There are, obviously, some exceptions to this rule. 2014 seems to have been a vintage year: Jon Favreau’s offering, Chef, has no doubt given birth to more than a few food-truck businesses and, despite a few minor missteps along the way, Helen Mirren manages to navigate The Hundred-Foot Journey in a relatively accomplished fashion. The best from that year though is a wonderful Bollywood offering called The Lunchbox, in which a relationship blossoms via the medium of notes sent back and forth in a tiffin box.
When extending the list to include individual scenes as opposed to entire films, the list grows further. I remain dazzled by the banquet sequence in Hook where a previously empty table is revealed to be groaning under the weight of a fantastical array of dishes crafted in the imaginations of the assembled diners. And I was gloriously appalled and amazed in equal measure at Indiana Jones’s notorious ‘dinner of doom’. An honourable mention, too, to the magically expanding takeout pizza in Back to the Future Part II.

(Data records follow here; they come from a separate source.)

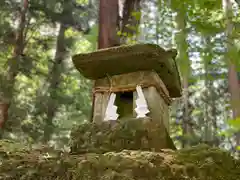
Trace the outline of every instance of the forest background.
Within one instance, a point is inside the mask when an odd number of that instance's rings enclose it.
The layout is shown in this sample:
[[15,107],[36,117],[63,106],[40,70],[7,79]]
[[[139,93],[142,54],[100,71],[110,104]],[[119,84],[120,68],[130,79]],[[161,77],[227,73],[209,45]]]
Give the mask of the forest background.
[[[178,50],[183,96],[171,107],[177,147],[240,151],[239,0],[119,2],[138,5],[128,11],[139,21],[130,27],[135,33],[117,31],[125,44]],[[71,129],[91,115],[93,85],[71,56],[98,48],[100,8],[98,0],[0,1],[1,139],[69,148]]]

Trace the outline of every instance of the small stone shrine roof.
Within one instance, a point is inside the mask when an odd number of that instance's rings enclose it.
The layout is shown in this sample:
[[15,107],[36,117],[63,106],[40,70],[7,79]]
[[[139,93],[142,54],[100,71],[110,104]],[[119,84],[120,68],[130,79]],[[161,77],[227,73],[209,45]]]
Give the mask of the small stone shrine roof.
[[176,66],[176,50],[164,50],[154,44],[122,45],[72,57],[77,70],[96,80],[107,75],[154,70],[165,83],[171,97],[181,96],[181,82]]

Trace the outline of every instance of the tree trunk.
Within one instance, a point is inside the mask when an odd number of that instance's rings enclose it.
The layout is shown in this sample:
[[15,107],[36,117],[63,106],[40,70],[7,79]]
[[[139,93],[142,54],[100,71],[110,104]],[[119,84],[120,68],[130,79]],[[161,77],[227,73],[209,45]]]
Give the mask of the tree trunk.
[[13,57],[8,61],[8,69],[4,75],[4,87],[1,87],[1,103],[0,103],[0,136],[8,120],[8,109],[11,105],[15,78],[19,73],[20,58],[24,50],[24,29],[26,27],[26,14],[28,10],[28,0],[22,0],[22,7],[19,15],[19,25],[16,31],[16,41],[13,50]]
[[46,105],[47,117],[45,120],[45,127],[44,127],[44,138],[43,138],[44,142],[47,142],[50,140],[54,130],[53,118],[55,117],[55,114],[58,108],[57,90],[61,82],[63,61],[67,55],[67,51],[65,48],[65,35],[64,35],[66,29],[67,28],[63,24],[60,25],[60,29],[57,37],[54,64],[49,74],[50,85],[47,92],[49,93],[49,97],[46,98],[47,99],[47,105]]
[[179,63],[180,72],[183,79],[183,105],[184,105],[184,115],[183,115],[183,121],[182,121],[182,131],[183,131],[183,143],[182,146],[188,146],[189,145],[189,134],[191,132],[189,121],[189,77],[190,77],[190,71],[191,71],[191,65],[188,57],[188,44],[187,44],[187,33],[186,33],[186,15],[184,12],[184,5],[179,5],[181,7],[173,7],[174,11],[177,13],[176,15],[176,28],[178,30],[178,33],[176,34],[175,41],[178,49],[178,57],[177,62]]
[[[233,40],[233,23],[232,23],[232,3],[230,0],[223,0],[223,10],[226,17],[226,36],[227,36],[227,53],[225,60],[228,63],[228,84],[229,92],[231,95],[231,106],[233,112],[233,119],[240,118],[240,86],[238,82],[238,76],[236,71],[236,65],[234,59],[231,56],[231,50],[233,45],[230,43]],[[236,135],[236,146],[240,145],[240,134]]]

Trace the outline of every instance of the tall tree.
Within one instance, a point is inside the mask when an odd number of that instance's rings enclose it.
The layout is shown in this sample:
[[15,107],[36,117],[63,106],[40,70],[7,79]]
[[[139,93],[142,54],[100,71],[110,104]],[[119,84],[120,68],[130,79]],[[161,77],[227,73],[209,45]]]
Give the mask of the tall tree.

Animation also offers us tantalising imagery of the edible, from Disney’s bowl of shared spaghetti to Studio Ghibli’s steaming bowl of ramen in Ponyo, the Japanese studio’s take on The Little Mermaid. Noodles are also a key plot line in the rather wonderful Kung Fu Panda, and we’ve not yet even mentioned Ratatouille, which remains the single best film about food to date. What these renditions have in common is that they make no attempts at realism. Clever directors know that only the imagined and fantastical can hope to compete with reality: so why bother trying to painstakingly create actual food, which can only suffer under studio lights and multiple takes? Far better to craft something that goes beyond what we can know and experience empirically, and delve into the realm of the fictional to cook up delights that no real kitchen can compete with.

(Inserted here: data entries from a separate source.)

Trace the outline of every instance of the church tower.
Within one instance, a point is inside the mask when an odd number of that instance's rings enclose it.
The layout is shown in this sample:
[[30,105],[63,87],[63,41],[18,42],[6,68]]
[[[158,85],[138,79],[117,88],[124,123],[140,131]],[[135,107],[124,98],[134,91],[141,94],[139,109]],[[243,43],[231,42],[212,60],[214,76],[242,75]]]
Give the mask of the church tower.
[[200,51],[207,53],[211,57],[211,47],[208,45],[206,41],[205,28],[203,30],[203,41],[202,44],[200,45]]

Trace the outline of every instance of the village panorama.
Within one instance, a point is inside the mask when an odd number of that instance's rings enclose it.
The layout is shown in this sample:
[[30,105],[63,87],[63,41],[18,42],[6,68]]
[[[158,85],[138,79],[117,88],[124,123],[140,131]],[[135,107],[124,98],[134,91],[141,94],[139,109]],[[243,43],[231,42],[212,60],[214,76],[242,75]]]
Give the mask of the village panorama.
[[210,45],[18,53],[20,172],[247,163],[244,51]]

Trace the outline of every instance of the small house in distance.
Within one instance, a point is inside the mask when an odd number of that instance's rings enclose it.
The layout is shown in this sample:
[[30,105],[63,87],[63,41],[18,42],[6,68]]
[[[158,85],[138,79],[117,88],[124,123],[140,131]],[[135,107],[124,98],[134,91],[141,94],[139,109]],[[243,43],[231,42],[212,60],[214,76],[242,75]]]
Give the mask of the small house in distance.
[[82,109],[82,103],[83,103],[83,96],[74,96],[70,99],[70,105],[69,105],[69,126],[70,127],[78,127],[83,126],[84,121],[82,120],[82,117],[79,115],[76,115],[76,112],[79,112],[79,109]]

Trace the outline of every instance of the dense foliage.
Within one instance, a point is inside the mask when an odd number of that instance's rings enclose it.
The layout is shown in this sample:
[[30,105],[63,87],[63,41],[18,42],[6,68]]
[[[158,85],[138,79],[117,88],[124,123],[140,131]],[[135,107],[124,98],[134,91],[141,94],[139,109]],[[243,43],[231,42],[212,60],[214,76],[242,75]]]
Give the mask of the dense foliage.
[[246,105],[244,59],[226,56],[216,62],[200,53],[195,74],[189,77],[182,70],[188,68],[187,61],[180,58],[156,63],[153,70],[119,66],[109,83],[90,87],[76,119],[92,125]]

If realism, however, is what you are searching for, look instead at the works of the documentarian. Recent years have been a golden age for food documentary, fuelled primarily by streaming platforms. A Matter of Taste, released in 2011, follows pioneering British chef Paul Liebrandt for well over a decade, charting the ups and downs of his career in pre- and post-9/11 New York City. The Last Magnificent, meanwhile, takes an even wider look at the life and work of another trailblazer, Jeremiah Tower, who cooked at Chez Panisse during the 1970s and was described by The New Yorker as ‘the forgotten father of the American food revolution’. Finally, for some true insights into the passion and hard work required at the very top of the culinary world I can wholly recommend a trilogy of documentaries – Somm, Noma: My Perfect Storm and For Grace, which should be required viewing for anyone who has ever cooked at, or indeed eaten in, a restaurant.